Members of the FOMC have made significant policy speeches since the last FOMC. If we had to make a one line summary, it would be that the Fed doesn’t really care that much about when inflation peaks (it probably has already) but it does cares a lot about where inflation will settle. And on that score there is plenty of room for different opinions. More specifically, that means there is not much certainty, and therefore no real consensus, on just how high policy rates need to go to ensure that inflation settles back near the Fed’s 2% goal. That fits what Jay Powell had to say towards the end of his press conference on November 3rd: "I would also say it's premature to discuss pausing. And it's not something that we're thinking about, that's really not a conversation to be had now. We have a ways to go. And the last thing I'll say is that I would want people to understand our commitment to getting this done. And to not making the mistake of not doing enough or the mistake of withdrawing our strong policy and doing that too soon. So those, I control those messages and that's my job. Leaving aside the fact that nearly everyone on the FOMC is thinking about when and where the Fed might pause, the point is that there is no consensus on that yet, whereas everybody agrees that policy is not yet restrictive enough. If there is a common view, it is now that policy rates will need to go to at least 5 %, and perhaps considerably higher. As so often, James Bullard has tried to put that into a more analytical context. First, he contests the notion that inflation can only come back down to target via a big loosening of the labour market (aka recession). He suggests that the mechanism of disinflation can run from lower demand to lower profit margins even without a big rise in unemployment. That is a relatively bullish message for equities in the following sense: the absolute level of profits can in theory hold up pretty well if revenues keep growing even if margins are shrinking. But if margins are shrinking and revenues are falling (the norm during recessions) that is a much more bearish story for corporate earnings.

In his most recent speech Bullard tries to put a frame around the uncertainty about how restrictive the Fed needs to be. He contrasts two different Taylor Rule specifications - one of which runs on what he calls “optimistic" assumptions, the other on “pessimistic” assumptions, and comes up with a projected range of 5 -7% for the terminal Funds Rate. No spread too wide you might say! Strangely enough the Fed funds futures market isn’t really buying it - or at least not yet. It’s still pricing in a longish plateau for the Fed Funds rate around 5%, which taken literally means that they are putting a near 100% percent probability on Bullard’s optimistic scenario. Indeed if you look at how pricing has changed since mid-October the projected peak Funds rate is marginally higher but the longer-term contracts are priced marginally lower.
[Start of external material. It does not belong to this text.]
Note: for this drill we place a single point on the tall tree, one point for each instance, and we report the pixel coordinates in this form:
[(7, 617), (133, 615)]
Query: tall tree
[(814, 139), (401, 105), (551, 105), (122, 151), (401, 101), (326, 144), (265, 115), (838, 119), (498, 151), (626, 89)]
The structurally tight labour market thesis implies that a big re-pricing is coming, (down in price, up in implied yield) unless the economy falls off a cliff around Xmas. (It certainly isn’t doing that now: the Atlanta Fed’s GDP Now tracker for the current quarter is running over 4% per annum). And the primary trends of the current year (Bonds down, stocks down, the dollar up) will likely resume with a vengeance if FF futures market moves to pricing in a terminal rate nearer 6% than 5%. Our view is that what happens to wages and thus to core service sector inflation depends more on what happens to energy prices from here than on the precise level of labour market slack. More on that shortly but as a teaser here are two charts to ponder.


What they say is that in times of war, nominal wages jump but real wages trend down, even when you deflate them by the PCE deflator rather than the CPI-W as the BLS (inappropriately) does. A surge in nominal wages combined with a (slight) fall in real wages is pretty much what is happening now. Or to put it slightly more accurately, most workers are finding that the only way they can achieve a (small) rise in real wages is to move jobs, and those who aren’t moving are suffering a small fall in real wages. On average, however, real wages are slightly down despite the “red-hot” labour market.